Firewalls include Application Layer Gateway functionality, which
intercepts and analyzes the session signaling traffic such as the
Session Initiation Protocol (SIP) traffic and creates dynamic mapping
to permit the media traffic. In particular, firewall extracts the
media transport addresses, transport protocol and ports from the
session description and creates dynamic mapping for media to flow
through. This model has the following problems:
1. It does not work if the session signaling is end-to-end encrypted
(say, using TLS).
2. It does not work if a non-standard session signaling is used that
the firewall does not understand.
3. It does not work if the session signaling and media traverse
different firewalls.
When an enterprise deploys WebRTC, the above problems are relevant
because:
1. The session signaling between the WebRTC application running in
the browser and the web server could be using TLS.

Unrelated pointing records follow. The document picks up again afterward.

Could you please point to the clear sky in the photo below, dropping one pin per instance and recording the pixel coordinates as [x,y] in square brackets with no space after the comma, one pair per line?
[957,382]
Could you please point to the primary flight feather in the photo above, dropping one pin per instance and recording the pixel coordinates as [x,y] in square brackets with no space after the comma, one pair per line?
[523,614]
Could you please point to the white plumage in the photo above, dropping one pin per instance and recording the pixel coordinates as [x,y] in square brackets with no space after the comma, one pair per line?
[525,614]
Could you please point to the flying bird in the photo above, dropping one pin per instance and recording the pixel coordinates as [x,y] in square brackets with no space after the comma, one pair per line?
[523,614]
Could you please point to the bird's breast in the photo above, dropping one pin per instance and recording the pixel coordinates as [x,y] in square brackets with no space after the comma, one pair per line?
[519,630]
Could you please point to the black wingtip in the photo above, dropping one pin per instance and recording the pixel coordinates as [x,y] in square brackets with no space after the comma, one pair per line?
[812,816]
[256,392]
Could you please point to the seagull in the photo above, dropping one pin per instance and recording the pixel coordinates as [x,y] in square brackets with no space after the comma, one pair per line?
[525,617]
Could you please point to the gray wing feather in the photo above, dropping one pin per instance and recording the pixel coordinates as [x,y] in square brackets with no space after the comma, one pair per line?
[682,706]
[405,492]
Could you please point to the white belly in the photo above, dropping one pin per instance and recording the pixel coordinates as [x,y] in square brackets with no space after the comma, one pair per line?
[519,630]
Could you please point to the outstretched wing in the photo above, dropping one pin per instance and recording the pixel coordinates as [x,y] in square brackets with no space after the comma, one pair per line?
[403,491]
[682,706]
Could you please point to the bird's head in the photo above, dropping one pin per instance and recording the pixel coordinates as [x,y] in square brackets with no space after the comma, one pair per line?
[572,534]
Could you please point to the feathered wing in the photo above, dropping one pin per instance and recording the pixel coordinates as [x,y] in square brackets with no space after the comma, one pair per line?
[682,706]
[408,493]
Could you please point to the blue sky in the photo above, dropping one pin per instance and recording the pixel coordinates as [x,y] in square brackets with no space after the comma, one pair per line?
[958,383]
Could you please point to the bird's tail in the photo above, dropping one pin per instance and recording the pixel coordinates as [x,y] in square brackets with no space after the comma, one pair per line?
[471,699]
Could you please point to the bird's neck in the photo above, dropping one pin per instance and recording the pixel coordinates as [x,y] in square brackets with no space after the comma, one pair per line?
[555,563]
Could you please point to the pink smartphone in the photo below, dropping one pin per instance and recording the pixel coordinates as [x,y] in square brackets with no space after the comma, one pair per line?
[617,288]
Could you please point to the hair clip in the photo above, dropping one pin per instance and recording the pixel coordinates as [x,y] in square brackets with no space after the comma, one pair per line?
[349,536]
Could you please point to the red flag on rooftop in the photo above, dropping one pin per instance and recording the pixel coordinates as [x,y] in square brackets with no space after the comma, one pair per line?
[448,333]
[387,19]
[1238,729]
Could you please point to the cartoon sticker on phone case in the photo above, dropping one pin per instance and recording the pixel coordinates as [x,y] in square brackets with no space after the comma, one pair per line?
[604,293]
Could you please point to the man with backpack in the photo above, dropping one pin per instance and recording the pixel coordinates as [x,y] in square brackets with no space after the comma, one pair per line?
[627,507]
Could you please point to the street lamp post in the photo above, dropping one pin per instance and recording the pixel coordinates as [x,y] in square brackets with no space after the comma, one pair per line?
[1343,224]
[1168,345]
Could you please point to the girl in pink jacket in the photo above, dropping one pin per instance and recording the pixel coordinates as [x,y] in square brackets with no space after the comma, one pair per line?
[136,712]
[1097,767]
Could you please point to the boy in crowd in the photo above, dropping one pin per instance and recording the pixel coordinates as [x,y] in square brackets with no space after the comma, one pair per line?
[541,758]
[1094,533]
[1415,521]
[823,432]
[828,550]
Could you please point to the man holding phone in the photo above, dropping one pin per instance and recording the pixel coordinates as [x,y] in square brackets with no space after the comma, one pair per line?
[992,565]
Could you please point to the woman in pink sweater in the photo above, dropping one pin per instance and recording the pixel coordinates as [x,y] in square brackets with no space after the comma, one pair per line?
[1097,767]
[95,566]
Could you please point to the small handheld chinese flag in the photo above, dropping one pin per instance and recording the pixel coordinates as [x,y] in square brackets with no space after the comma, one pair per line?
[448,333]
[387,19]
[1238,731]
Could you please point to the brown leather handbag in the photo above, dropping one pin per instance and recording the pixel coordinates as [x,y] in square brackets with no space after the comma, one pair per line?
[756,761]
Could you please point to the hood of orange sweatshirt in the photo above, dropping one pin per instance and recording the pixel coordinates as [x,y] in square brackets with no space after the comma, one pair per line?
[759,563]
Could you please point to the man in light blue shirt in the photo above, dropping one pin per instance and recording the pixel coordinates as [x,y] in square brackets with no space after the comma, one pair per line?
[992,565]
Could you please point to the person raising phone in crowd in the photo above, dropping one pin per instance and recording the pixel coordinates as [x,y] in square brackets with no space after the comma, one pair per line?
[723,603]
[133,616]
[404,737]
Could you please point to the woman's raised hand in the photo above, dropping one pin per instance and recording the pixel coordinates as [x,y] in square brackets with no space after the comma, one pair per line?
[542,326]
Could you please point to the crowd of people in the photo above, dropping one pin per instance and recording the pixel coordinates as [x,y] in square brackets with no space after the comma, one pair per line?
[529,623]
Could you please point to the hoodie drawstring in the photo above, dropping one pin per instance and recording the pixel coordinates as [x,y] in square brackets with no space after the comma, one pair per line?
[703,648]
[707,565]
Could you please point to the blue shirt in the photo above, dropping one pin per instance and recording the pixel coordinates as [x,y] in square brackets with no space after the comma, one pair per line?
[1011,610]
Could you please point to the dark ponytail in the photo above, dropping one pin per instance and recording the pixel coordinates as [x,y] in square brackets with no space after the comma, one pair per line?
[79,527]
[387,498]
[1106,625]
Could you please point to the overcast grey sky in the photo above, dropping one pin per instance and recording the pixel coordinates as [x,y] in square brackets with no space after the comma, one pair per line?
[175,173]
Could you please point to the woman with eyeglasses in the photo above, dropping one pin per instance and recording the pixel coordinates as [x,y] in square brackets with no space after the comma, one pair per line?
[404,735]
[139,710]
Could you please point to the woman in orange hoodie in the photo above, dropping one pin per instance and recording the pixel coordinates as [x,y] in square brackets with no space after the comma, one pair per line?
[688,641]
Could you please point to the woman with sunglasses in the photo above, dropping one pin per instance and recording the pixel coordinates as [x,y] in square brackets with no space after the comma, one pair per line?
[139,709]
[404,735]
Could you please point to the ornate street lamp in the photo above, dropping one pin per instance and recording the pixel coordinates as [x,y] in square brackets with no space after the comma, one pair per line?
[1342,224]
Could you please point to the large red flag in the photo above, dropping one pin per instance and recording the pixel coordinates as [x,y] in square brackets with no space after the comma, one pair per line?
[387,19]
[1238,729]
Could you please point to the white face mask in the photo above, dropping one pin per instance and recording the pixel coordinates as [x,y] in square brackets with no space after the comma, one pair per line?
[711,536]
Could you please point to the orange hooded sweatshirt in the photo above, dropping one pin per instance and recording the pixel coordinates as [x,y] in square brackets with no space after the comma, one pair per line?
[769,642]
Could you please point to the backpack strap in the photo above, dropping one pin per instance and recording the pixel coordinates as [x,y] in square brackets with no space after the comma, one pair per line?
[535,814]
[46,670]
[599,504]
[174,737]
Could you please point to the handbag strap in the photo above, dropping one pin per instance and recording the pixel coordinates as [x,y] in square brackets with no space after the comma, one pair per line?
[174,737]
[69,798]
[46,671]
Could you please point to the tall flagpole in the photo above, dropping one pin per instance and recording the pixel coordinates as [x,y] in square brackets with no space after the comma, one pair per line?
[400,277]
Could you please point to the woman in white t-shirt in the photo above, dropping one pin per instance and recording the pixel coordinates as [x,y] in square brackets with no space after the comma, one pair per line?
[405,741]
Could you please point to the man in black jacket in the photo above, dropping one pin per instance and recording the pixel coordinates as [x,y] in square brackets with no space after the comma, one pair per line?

2. WebRTC does not enforce a particular session signaling protocol
to be used. So, the firewall may not be able to understand it.
3. This session signaling and the peer-to-peer media may traverse
different firewalls.
As a result the firewall may block ICE connectivity checks and media
traffic.
Session Border Controllers (SBCs) are active participants with call
signaling. Like firewalls, they also create dynamic mappings to
permit media traffic. This forces call signaling and media through
specific IP addresses, belonging to the SBC or an SBC-controlled
media relay device.
TURN is also used as an alternative to permit media traffic, i.e.
Use TCP transport between the client and TURN server because
Firewalls are configured to block UDP entirely.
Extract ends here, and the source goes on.